The problem is that every time I execute the main method, the old content of a.xml is lost and is substituted with a new one. How to append content to the a.xml file without losing the previous information?
问题是每次执行main方法时,a.xml的旧内容都会丢失并被替换为新内容。如何将内容附加到a.xml文件而不丢失以前的信息?

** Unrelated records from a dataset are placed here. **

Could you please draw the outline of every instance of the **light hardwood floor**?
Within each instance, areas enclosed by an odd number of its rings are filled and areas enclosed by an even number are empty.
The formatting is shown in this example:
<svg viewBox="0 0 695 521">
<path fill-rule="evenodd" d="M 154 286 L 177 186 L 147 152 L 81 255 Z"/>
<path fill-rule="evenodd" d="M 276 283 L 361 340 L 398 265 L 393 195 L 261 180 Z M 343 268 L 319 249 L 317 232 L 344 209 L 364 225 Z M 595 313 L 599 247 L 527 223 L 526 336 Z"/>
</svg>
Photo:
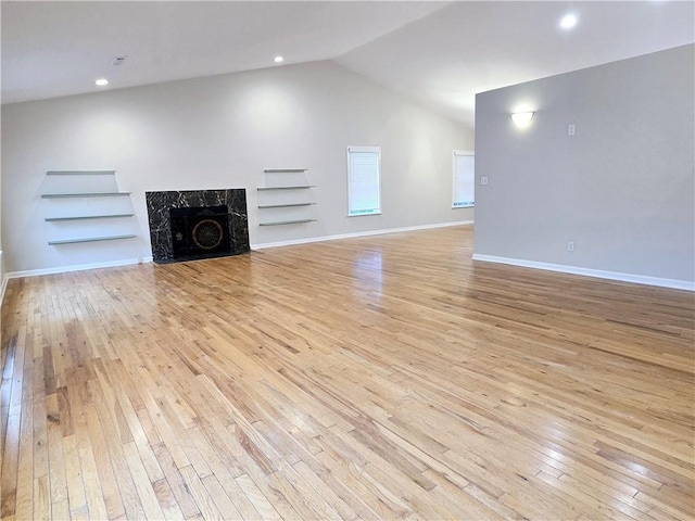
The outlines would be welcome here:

import java.io.FileNotFoundException;
import java.io.PrintWriter;
import com.thoughtworks.xstream.XStream;
import com.thoughtworks.xstream.io.xml.DomDriver;
public class Test {
public static void main(String[] args) throws FileNotFoundException {
XStream xs = new XStream(new DomDriver());
Foo f = new Foo(1, "booo", new Bar(42));
PrintWriter pw = new PrintWriter("a.xml");
xs.toXML(f,pw);
}
}
public class Bar {
public int id;
public Bar(int id) {
this.id = id;
}
}
public class Foo {
public int a;
public String b;
public Bar boo;
public Foo(int a, String b, Bar c) {
this.a = a;
this.b = b;
this.boo = c;
}
}
2 个解决方案
#1
2
Sample Code
public static void main(String a[]){
//Other code omitted
FileOutputStream fos = new FileOutputStream("c:\\yourfile",true); //true specifies append
Foo f = new Foo(1, "booo", new Bar(42));
xs.toXML(f,fos);
}
#2
3
The question is, do you really want to append the serialized XML string to the file or do you want to add the new Foo instance to the XML structure.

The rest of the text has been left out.